Revue pour les Français Juillet 1906/I

La bibliothèque libre.
Collectif
Revue pour les Français1 (p. 243-244).

LA RÉPUBLIQUE IMPÉRIALE



Les Parisiens se sont beaucoup amusés de la présence du roi Sisowath, de ses beaux costumes et de son corps de ballet. Le monarque cambodgien a été si bien acclamé par eux qu’il peut se croire aujourd’hui l’homme le plus populaire du boulevard. Le spectacle que nous donne sa visite éveille toutefois quelques réflexions d’un ordre plus élevé. Un pareil spectacle en effet n’avait pas été donné au monde depuis le temps de la république romaine. En ce temps-là, des rois protégés venaient au Capitole s’incliner devant les représentants élus de la république ; la pompe de leurs costumes exotiques contrastait avec les symboles austères du pouvoir collectif, et sans doute, la foule égayée saluait leur passage par des rumeurs amicales. Vous trouvez cela très beau, lecteurs, dans l’histoire. Votre esprit saisit l’ensemble impressionnant de cet hommage rendu par les souverains barbares au progrès civilisateur. Pourquoi donc vous priver d’admirer dans la réalité ce que vous admirez dans les livres ? Alphonse xiii, Édouard vii, Victor-Emmanuel iii ont défilé, justement acclamés, dans les rues de Paris. Mais, songez-y, cela ne valait pas le roi Sisowath se rendant à l’Élysée pour saluer M. Fallières, car derrière lui marchait, gigantesque, la figure de la France étendant sur l’univers le geste de son intervention féconde.

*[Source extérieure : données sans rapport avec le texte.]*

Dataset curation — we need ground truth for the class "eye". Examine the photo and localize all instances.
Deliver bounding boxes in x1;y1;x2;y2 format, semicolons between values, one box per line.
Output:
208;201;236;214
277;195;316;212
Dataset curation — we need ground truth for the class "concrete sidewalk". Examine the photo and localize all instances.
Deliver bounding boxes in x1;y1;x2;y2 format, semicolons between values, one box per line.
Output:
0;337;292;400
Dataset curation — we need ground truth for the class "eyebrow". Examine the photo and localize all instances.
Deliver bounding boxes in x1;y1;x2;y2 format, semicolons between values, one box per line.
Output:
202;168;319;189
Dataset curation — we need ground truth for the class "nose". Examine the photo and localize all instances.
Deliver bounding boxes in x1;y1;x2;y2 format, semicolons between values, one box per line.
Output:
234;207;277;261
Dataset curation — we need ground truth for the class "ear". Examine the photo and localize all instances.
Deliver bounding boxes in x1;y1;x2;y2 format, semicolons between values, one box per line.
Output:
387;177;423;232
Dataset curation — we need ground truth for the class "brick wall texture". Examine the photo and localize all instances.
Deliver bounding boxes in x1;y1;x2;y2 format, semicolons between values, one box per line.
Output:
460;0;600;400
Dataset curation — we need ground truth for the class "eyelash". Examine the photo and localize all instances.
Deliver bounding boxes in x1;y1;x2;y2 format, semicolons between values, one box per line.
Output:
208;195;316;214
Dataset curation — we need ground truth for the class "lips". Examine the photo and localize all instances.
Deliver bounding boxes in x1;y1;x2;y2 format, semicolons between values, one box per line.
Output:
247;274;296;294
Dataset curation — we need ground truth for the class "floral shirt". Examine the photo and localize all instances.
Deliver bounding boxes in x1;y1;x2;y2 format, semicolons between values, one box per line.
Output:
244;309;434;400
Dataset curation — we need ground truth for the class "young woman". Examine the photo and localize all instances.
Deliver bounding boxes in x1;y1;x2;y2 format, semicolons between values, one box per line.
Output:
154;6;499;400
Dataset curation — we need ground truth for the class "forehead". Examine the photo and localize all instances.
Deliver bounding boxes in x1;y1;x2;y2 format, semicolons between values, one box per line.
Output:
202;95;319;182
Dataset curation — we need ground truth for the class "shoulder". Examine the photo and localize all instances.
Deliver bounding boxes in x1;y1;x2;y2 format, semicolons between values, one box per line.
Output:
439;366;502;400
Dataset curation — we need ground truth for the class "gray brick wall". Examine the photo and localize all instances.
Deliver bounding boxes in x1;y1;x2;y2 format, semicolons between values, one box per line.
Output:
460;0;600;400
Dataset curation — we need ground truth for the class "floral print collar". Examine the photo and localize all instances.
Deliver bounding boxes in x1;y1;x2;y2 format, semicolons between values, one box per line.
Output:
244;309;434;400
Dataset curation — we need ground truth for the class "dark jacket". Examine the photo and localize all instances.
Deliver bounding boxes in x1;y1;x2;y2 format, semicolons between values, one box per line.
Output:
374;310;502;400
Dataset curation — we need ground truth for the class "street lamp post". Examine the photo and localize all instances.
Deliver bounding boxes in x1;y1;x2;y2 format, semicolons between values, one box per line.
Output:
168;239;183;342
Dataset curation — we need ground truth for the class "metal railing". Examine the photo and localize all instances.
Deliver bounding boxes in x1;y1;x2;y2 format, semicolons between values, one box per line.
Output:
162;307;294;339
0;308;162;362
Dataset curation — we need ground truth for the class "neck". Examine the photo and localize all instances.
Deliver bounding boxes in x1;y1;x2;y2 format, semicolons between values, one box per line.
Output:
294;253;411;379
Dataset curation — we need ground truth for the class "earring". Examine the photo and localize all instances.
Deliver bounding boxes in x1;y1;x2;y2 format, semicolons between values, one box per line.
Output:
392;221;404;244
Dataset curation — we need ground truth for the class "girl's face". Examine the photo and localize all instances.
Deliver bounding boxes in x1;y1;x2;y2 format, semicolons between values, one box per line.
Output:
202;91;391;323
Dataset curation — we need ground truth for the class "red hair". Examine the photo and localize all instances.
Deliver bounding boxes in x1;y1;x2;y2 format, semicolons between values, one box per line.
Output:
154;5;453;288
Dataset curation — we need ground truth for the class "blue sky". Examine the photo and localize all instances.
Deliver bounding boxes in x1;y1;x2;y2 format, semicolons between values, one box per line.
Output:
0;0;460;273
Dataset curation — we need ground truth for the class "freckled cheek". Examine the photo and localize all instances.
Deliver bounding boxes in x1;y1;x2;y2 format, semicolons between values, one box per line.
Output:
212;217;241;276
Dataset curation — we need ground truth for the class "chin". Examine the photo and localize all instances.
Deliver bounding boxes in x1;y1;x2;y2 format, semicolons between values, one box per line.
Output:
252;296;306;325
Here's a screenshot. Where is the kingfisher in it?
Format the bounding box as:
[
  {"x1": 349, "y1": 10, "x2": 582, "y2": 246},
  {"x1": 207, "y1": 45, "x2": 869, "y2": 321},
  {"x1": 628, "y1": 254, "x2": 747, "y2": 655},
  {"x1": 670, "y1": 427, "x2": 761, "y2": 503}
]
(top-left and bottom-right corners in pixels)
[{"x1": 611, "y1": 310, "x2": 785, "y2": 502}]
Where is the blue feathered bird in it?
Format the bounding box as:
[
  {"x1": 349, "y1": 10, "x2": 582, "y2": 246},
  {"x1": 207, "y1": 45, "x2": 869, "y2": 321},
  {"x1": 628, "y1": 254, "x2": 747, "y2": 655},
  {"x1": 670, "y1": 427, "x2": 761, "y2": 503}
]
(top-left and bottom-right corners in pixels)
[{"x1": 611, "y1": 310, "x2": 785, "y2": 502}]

Elle « protégeait » elle aussi, la grande république romaine ! Mais sa protection était rude et sans sécurité. La dureté antique en imprégnait toutes les manifestations. Le prince protégé se sentait à la merci d’un revirement politique ou d’une lutte de parti. On froissait d’ailleurs sinon ses croyances du moins ses habitudes. Le moindre incident lui rappelait sa position de vaincu et toutes sortes d’humiliations payaient l’ordre, la justice et la prospérité introduits dans ses États par les armes et l’administration romaines.

Demandez donc au roi Sisowath s’il se sent humilié et s’il est inquiet pour l’avenir de sa dynastie. Son avènement s’est opéré dans les formes et selon les rites prescrits par les lois cambodgiennes. Il est monté sur un trône affermi pour régner sur un territoire récemment agrandi, et sur des populations tranquilles et satisfaites. Son voyage en France, longtemps désiré, s’est accompli au mieux de son agrément et de sa dignité. On lui a rendu les honneurs protocolaires et les autorités de la Métropole ont rivalisé à son égard de courtoisie et de bienveillance. La République française a donc singulièrement humanisé les procédés de son illustre devancière sans leur rien enlever de leur force efficace.

C’est l’inconvénient de l’œuvre coloniale que, s’accomplissant au loin dans des milieux entièrement différents des milieux métropolitains, elle puisse être jugée de façon aussi défavorable qu’injuste. Mais il se produit parfois un événement qui oblige les critiques à se taire parce qu’alors l’étape parcourue apparaît soudainement dans son ensemble… Rien de bon ne s’est fait au Tonkin, clamait l’opinion affolée par quelques pamphlétistes aveugles ou intéressés ; l’exposition d’Hanoï s’ouvre et l’énorme progrès réalisé en quinze ans saisit d’étonnement les esprits sincères et réfléchis. Tout va de travers au Cambodge, disait-on encore ; le prince maltraité comme le pays nourrit des arrières-pensées hostiles…, le sourire et les paroles de Sisowath ont répondu.

Réjouissons-nous donc, réjouissons-nous de tout cœur du splendide empire mondial sur lequel s’étend l’autorité de la république. La tâche qui s’y poursuit est une tâche d’éducation nécessaire car (les boutades des excentriques n’y changeront rien) ce sont les peuples d’Occident qui sont les représentants et les délégués du progrès ; et cette tâche, d’autre part, s’accomplit d’une façon qui respecte à la fois les droits des protégés et assure la puissance de la France.